West Kennet (Long Barrow) — Fieldnotes

The journey to West Kennet Long Barrow has many distinct parts, starting with the car park. Apparantly, this is one of the most thieved-from in the county. A man in Marlborough came up to me and warned me to lock my bike if I stopped there. Arriving, I saw that shattered glass lay all around. I marvelled at the incongruity of this, in the presence of the quiet dignity that is Silbury Hill. It felt like a test of the heart, so I left my bike without lock and lifted my head. Take time to stop under the wonderful oak at the side of the meadow. A kind soul there abides.The climb up through the barley shows all sorts of detritus in the soil. I picked up a heart shaped sliver of flint and a couple of lumps. The surface felt like soupstone, so hard, yet so soft. I caught up with a couple of ladies and we reached the barrow together. I walked off round the outside of the barrow, leaving the ladies to the "Hey, You!" of the stones at the entrance, and came back along the spine. A small pit seemed an appropriate recepticle for the stones, so I left them there. The heart I gave to my wife when I got home. The back of West Kennet is scarred, deeply, by the excavations of the curious, and the greedy, but the scars are old and make the path up the spine into a mini adventure. I felt like a giant striding across the downs. The roof of the chambers is a mixture of huge stone plates, glass bricks and concrete. It had a hint of the Cold War utilitariarn to it, but only affected the Glamour of the place. West Kennet has deeper levels of meaning to it than that. Met a Canadian couple who had just come from Dunscore, the small village in Scotland where I lived as a boy, and smiled. What were the chances....? Inside, the stones are beautiful, all swoops, scoops and curves. I didn't feel much life beyond the stones. The word I would best use is 'cold', not malevolent, just dead. I suppose this is fitting, if this was a site associated with death. In the time I was here, at least 9 army helicopters flew directly past, usually in pairs which seemed intent on corralling us.
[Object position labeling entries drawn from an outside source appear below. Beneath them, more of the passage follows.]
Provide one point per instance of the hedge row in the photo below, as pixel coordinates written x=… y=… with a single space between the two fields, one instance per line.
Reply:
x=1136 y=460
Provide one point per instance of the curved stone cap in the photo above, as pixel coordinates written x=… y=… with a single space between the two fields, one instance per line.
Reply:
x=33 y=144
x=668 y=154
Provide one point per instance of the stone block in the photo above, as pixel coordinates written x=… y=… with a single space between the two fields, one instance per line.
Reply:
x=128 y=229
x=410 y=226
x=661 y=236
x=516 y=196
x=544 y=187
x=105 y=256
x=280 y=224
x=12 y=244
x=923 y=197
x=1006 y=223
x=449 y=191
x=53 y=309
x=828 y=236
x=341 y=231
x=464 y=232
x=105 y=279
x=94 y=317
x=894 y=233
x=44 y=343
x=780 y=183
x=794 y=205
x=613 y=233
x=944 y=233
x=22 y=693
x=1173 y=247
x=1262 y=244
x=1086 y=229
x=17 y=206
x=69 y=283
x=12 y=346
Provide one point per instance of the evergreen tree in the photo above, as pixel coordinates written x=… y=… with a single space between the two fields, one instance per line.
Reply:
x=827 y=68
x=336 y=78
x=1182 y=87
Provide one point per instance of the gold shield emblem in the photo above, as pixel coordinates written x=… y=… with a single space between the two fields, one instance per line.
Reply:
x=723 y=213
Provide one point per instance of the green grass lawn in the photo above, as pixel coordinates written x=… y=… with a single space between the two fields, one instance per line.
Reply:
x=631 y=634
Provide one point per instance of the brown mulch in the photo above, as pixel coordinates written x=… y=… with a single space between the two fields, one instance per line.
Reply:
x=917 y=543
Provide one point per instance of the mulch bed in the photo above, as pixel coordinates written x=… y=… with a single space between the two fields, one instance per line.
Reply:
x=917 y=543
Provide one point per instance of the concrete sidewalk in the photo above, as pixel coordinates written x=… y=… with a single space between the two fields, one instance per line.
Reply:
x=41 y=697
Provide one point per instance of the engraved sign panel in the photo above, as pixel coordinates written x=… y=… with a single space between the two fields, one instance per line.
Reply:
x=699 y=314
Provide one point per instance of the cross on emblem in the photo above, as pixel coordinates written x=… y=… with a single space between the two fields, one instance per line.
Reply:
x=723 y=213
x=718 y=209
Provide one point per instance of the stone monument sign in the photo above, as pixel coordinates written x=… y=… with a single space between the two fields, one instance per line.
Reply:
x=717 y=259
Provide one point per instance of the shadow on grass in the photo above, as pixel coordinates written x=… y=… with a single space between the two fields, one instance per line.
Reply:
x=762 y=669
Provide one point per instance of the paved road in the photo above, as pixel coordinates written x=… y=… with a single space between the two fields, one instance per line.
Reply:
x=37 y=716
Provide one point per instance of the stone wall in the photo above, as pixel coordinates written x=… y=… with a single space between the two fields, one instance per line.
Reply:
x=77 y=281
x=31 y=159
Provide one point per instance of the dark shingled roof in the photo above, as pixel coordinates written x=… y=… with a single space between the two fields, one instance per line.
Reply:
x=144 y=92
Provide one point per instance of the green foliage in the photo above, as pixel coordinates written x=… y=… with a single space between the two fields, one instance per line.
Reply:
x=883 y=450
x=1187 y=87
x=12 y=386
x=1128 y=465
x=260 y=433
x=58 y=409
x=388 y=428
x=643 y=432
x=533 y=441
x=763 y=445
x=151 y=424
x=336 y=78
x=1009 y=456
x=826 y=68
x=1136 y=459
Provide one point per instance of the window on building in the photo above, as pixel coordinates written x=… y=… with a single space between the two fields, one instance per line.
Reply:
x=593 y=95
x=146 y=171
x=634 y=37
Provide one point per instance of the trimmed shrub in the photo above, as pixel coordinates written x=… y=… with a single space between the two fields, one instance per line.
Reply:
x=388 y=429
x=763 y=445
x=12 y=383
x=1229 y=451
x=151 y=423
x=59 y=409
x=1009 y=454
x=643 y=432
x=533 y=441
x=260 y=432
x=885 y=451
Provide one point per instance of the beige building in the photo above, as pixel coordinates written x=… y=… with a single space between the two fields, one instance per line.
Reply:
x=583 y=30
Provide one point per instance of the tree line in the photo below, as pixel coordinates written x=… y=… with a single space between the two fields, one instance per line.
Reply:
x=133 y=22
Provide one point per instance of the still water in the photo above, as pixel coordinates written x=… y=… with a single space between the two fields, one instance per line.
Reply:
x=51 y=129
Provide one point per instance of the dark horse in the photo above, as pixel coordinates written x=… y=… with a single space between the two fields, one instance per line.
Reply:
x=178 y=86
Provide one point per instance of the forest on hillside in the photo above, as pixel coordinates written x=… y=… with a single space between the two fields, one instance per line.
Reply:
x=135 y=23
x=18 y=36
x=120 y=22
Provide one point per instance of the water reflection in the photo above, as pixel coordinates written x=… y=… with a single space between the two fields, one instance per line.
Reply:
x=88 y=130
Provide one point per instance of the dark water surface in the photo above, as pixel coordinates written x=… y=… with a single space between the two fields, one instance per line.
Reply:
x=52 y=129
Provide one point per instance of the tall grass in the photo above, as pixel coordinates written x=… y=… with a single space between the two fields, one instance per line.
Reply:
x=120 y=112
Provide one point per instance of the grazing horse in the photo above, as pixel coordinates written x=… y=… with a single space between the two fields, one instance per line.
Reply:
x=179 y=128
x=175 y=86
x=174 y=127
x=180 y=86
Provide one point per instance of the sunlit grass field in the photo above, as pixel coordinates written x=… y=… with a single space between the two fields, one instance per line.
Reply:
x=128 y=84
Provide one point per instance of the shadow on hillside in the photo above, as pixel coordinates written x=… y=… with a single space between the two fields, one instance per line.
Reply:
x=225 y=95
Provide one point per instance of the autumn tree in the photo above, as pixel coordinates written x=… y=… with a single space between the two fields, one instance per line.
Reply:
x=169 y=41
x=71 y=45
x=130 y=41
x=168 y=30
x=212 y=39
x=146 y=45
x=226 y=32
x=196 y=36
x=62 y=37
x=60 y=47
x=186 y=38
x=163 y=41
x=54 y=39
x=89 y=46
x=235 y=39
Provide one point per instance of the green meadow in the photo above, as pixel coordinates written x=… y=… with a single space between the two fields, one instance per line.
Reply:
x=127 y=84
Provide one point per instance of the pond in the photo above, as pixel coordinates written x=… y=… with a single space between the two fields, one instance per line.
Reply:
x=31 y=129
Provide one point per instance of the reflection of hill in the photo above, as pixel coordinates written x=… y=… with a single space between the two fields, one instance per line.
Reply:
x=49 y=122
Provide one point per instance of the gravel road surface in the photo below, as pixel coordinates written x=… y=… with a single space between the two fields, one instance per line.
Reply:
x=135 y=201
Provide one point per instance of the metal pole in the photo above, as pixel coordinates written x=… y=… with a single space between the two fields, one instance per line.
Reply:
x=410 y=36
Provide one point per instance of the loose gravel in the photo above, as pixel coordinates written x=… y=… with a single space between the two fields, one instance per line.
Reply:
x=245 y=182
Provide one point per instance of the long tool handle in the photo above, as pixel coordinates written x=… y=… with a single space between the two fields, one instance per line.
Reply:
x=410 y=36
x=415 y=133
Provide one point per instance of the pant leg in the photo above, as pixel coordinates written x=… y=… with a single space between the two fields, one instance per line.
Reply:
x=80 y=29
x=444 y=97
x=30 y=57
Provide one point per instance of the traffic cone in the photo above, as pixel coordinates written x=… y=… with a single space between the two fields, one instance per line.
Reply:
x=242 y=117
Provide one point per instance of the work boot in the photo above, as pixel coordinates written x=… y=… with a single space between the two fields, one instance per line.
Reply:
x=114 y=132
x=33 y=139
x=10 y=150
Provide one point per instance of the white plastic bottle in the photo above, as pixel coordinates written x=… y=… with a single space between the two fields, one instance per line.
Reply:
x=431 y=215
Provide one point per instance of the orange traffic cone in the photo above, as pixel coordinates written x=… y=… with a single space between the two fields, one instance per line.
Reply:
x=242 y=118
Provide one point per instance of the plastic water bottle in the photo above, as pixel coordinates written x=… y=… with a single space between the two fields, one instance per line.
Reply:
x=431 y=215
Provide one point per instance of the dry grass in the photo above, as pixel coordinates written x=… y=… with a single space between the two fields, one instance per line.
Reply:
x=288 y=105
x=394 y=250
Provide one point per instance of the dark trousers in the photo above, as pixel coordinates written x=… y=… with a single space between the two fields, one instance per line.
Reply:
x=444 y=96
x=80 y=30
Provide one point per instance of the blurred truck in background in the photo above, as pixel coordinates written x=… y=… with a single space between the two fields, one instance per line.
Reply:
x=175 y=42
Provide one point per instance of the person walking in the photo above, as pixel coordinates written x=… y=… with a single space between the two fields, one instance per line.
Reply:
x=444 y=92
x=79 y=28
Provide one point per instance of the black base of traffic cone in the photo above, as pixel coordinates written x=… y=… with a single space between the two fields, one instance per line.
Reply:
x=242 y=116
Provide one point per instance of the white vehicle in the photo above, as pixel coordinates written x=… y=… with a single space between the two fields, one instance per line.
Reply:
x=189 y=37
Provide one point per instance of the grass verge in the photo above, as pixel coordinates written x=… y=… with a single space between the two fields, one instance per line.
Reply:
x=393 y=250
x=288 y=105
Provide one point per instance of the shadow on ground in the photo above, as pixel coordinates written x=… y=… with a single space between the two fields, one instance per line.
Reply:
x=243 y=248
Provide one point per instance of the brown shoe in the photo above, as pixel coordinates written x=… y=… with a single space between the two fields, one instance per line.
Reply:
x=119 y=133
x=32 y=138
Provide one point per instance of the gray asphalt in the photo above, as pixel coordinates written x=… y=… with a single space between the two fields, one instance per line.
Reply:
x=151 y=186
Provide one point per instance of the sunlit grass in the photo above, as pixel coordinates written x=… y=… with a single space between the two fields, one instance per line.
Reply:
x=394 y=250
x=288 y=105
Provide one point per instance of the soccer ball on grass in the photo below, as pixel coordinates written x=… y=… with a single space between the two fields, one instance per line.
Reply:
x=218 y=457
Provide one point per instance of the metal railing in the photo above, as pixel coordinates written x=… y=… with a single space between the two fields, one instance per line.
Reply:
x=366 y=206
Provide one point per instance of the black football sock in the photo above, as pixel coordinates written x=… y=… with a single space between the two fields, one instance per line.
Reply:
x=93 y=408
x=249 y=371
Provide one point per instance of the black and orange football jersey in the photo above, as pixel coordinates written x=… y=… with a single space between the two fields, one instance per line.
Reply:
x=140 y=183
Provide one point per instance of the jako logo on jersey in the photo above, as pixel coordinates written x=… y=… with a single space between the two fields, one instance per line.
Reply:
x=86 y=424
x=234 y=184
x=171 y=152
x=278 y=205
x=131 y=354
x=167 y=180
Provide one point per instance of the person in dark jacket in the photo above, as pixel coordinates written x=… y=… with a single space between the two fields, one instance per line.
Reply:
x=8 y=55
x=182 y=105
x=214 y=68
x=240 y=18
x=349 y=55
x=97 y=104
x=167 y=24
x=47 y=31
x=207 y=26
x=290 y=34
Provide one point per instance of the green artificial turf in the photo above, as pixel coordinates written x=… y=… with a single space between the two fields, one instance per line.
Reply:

I suspect that this is intentional but feel it as an impotent fury. When here, smile and wave. Who knows what hearts might melt, behind the Rayban Shine.... Incidentally, my bike was still there when I returned!

Adam's Grave (Long Barrow) — Fieldnotes

On the peak of Adam's Grave, I felt very close to flight. It felt natural to spread my arms and stand, effortlessly, on tip-toe. Military and commercial heicopters buzzed past continuously, yet could not compete with the power emanating from this place. All the people I met here were open in gaze and word, and every meeting felt especially important. I encountered warmth, contentment, generosity, wisdom, insight, wonder and a curious crop circle which I can best describe as a Chakra Bee!
The system of earthworks which surround the barrow are worth exploring, and the scattered, burrow excavations give a tantalising glimpse of what lies beneath. A lady told me that there is an unexcavated chamber inside. Let it remain so.